With the current law only requiring schools to provide some level of phys-ed and allowing participation in extracurricular activities or athletics to count toward the requirement, only 70% of Michigan's elementary and middle schools would be in compliance with Mr. George's proposal. "Schools have gotten away from this because they feel a lot of pressure to meet testing standards and they feel more classroom time is helpful for that, but studies show that's not the case," he said in an interview.

While the bill, which moved to the state's Senate Appropriations Committee last week, has received wide-ranging support from many state and non-state organizations, including the endorsement of the Department of Education and the Governor's Council on Physical Fitness, not everybody agrees with it. Michigan has been hit particularly hard by the recession and many feel that it is not the right time to be focusing on physical education requirements in public schools.
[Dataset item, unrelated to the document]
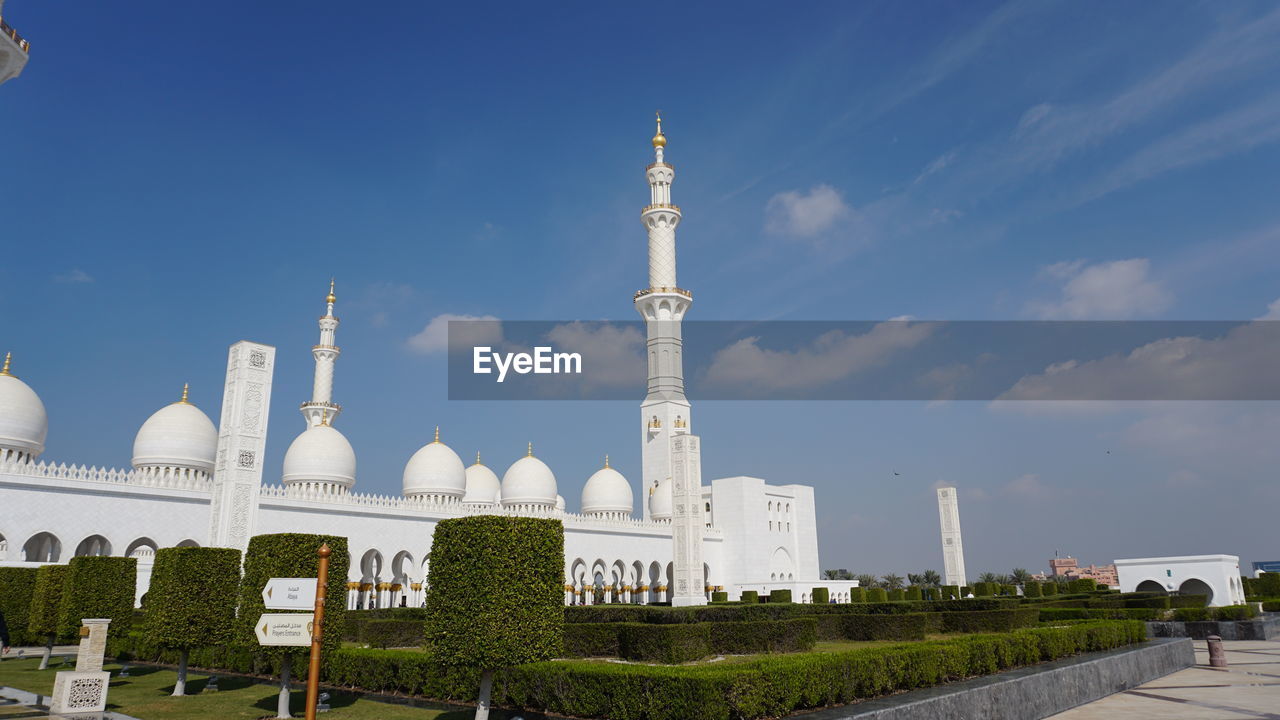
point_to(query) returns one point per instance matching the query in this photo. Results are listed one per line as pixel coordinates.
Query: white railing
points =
(113, 475)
"Our state is in a budget crisis, and it's going to get worse in the next year or two. But our elected officials are dealing with issues like physical education, which most schools are already providing," Rockford Public Schools Superintendent Mike Shibler said in an interview with reporters. "Why are we focusing on this?" Kent Intermediate School District Assistant Superintendent Ron Koehler added that, no matter how admirable the bill's goals are, it comes "at the absolute worst time."

Thusfar, Mr. George remains undeterred by his outspoken critics and continues his efforts to push the bill through Michigan's legislature. "Students who exercise during the day are more alert, their brains are working better and their test results are better. So having less physical education results in lower academic performance," he said.